In the Subtle Knife, Lyra has accomplished what she set out to do, but now she’s alone in another world. Until she runs into Will, a boy her own age who escaped his own London, and wants nothing more than to uncover the mystery of his father’s disappearance. Together, they have to navigate new worlds, overcome new obstacles, and find ways to reunite with their friends who can help them.

The Amber Spyglass wraps up the story with everyone coming together for one great battle in an attempt to bring freedom to all the worlds. But first, they have to visit the world of the dead, and try to escape with their lives. Will and Lyra have some final allies to meet, and one final challenge, which proves to be the hardest of all.

I can’t lie, after reading the series again, I’d be find if The Golden Compass was simply a stand-alone novel (though, it would need a better ending. You can’t end a stand-alone with a gaping hole at the end). The series dabbles with some interesting ideas, but even as an adult, I found myself struggling to piece it all together and grasp the overarching theme. Dust is such a driving force in the first book, but then sort of takes a backseat until the very end, when it has a role to play in the story wrap up.
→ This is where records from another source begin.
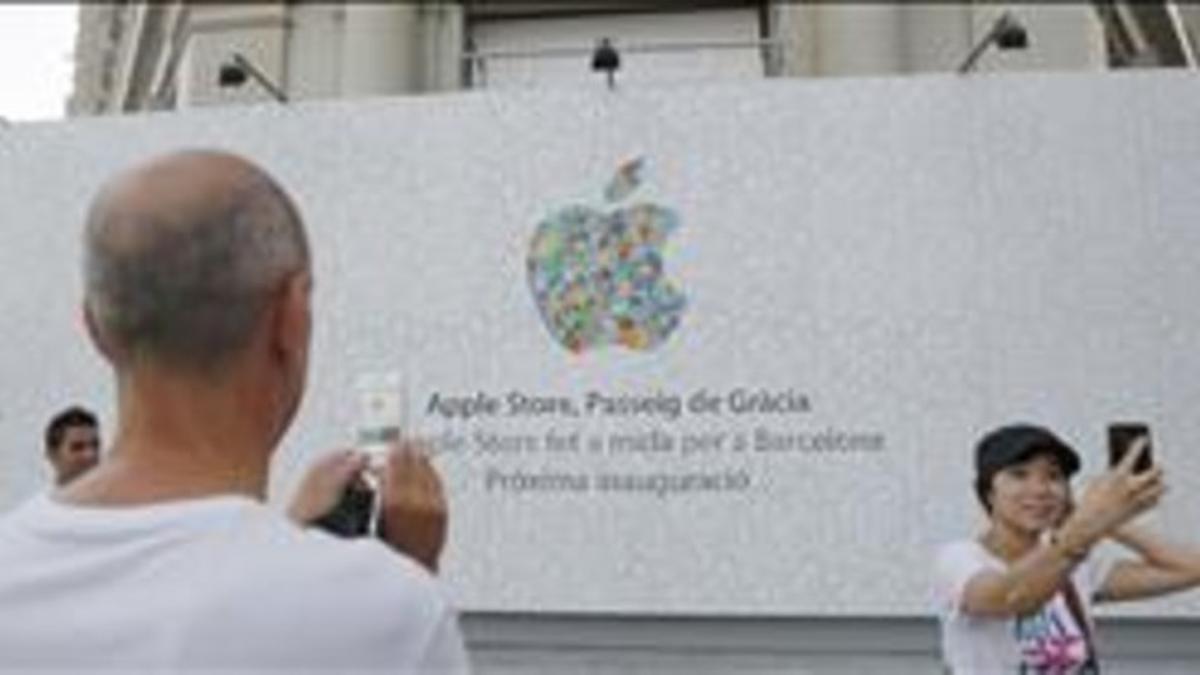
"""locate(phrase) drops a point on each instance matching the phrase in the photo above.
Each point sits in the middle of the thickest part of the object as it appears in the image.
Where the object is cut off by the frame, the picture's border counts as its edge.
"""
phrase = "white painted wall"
(924, 256)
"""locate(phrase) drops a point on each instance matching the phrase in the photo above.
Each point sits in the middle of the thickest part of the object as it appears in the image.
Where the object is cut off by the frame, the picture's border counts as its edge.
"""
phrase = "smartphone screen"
(1121, 437)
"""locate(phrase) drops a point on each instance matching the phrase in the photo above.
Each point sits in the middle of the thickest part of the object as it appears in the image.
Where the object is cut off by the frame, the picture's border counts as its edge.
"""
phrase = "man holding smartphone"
(165, 556)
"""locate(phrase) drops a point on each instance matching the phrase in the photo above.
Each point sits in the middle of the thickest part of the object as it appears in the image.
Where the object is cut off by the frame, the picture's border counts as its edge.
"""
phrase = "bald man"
(165, 556)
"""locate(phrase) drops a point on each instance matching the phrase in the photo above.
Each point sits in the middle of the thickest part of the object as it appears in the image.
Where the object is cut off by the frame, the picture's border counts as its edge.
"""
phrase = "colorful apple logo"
(597, 274)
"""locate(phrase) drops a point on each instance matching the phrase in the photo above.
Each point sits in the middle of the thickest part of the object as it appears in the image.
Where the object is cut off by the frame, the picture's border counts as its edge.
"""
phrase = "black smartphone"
(352, 514)
(1121, 437)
Maybe I’d just need to read the series again, slower, in order to get all the allegory. But, then, the kids reading the series are sure to miss all that, too.

As far as the question of killing God in the end, while the series does suggest that it’s the Christian and/or Catholic religion they are after, it is still a work of fiction. In Pullman’s series, his version of god is an angel who took over and raised himself above the rest, and has since been intervening in the material world, setting rules for morality and passing judgment. As he weakened, he set his right hand in charge. In the end (forgive the spoiler), no one actually kills the Authority, as they call him. He just floats away, as all Pullman’s angels do when they die. The right hand, who is never referred to as god, is cast into a void. So, while parents will have to make choices as their convictions lead, I really don’t see it as problematic. I never thought of it as commentary on my Christian faith as a kid, and I don’t think of it that way now. I’m inclined more to suggest that it’s an opportunity to discuss the idea of fiction versus truth, and how fiction is different than lies. This is a fantasy series, no one is supposed to believe it’s speaking truth or reality.

Anyway, as far as the series goes, it’s a fun read, though as I said, it gets a little muddy on what the important themes are. The characters have depth, though, and it forces you to consider, what does repentance (for lack of a better word) mean, and does a life time of bad choices make it impossible for someone to change or make a good choice?

All in all, not a series I feel the need to have on my shelf, but not one I feel the need to blacklist, either.